You bet thanks for stoppin by!



Jay D said:


> The valco's I use to see were pretty stout boats, I am sure a 15hp 2 stroke would work fine. My 14' richline w/9.9 puts it on plain at 12 mph with me alone. I think if you went to a 15 it would push your 12' great.


Sweet good to hear...ill just have to stouten up the transom



bpoulin said:


> What I'd do is research what 9.9's are actually 15's with a smaller carb, then put the bigger carb on. Possibly even bring it in to the shop to see if it can get bored over and get a bigger piston in it. This way the cowl still says 9.9, and you can run it on restricted lakes :wink:


Lol ill just paint a 9.9 logo on there lol...



FuzzyGrub said:


> Just let that 4hp screem!  OK I'm betting you ment 40. I have no experience in over powering by that much. Just make sure you attach that lanyard during the testing phase.
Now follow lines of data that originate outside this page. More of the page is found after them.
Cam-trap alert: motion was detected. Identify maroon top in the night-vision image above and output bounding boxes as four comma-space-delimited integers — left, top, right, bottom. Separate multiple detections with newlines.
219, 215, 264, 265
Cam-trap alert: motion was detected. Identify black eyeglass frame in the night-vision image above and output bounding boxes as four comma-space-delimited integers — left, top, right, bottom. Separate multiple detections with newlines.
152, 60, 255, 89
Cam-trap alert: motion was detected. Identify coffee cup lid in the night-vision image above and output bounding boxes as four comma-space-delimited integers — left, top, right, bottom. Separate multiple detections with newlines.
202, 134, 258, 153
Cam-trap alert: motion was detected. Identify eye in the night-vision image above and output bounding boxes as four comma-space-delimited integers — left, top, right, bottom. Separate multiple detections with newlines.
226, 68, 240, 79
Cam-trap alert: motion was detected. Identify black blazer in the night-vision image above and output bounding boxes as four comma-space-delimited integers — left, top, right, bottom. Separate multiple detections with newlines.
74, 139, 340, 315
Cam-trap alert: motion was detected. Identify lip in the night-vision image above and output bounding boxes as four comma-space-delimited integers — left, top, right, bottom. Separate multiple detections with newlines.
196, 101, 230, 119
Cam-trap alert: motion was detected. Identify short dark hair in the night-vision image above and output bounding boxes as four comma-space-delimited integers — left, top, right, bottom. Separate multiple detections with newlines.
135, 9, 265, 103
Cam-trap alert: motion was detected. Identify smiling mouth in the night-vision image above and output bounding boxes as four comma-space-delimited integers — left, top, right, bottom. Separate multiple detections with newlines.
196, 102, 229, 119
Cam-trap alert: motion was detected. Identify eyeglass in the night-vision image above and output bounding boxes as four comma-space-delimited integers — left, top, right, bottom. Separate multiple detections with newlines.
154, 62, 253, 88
Yea i meant 4stroke...not too interested in a 2stroke motor. 



nomowork said:


> My 13 1/2 foot Gregor has a maximum hp rating of 20. I sold the 20hp Johnson that it came with and bought a brand new 15hp four stroke Honda. I didn't weigh it but it was heavier to mount than the old 2 stroke. I think a 9.9 would have been adequate in my case but oh well.


How fast that 15hp goin?


----------



## nomowork (Aug 5, 2011)

aeviaanah said:


> nomowork said:
> 
> 
> > My 13 1/2 foot Gregor has a maximum hp rating of 20. I sold the 20hp Johnson that it came with and bought a brand new 15hp four stroke Honda. I didn't weigh it but it was heavier to mount than the old 2 stroke. I think a 9.9 would have been adequate in my case but oh well.
> ...



Oh it'll go fast enough for me. I'm still in the break in period and have only ran it a few times in the water but it's plenty fast enough to get the job done. I have it trimmed up to the highest setting to help keep the boat level and that's with a passenger in the front.


----------



## sirbeigealot (Aug 6, 2011)

My 14' Valco has a 7.5.
It seems to be adequate, but someday I'd like to get something bigger.

Check this out:
https://youtu.be/koNjVSNk4v0


----------



## aeviaanah (Aug 9, 2011)

nomowork said:


> aeviaanah said:
> 
> 
> > nomowork said:
> ...


Sweet, good to hear, can you take a guess on mph? Still deciding on HP.



sirbeigealot said:


> My 14' Valco has a 7.5.
> It seems to be adequate, but someday I'd like to get something bigger.
> 
> Check this out:
> https://youtu.be/koNjVSNk4v0


Sweet, i never thought of takin this baby to the ocean...just always though of freshwater. Sounds like fun. That is a 25 HP tho eh? Looks like she gets it on.


----------



## erwinner (Aug 9, 2011)

I've got a 15hp 4 stroke Merc on my 14' Grumman V and it planes out in a heartbeat when I'm solo. I can about keep up with an older jet ski! No speedo but I wouldn't want to go any faster on it, honestly.


----------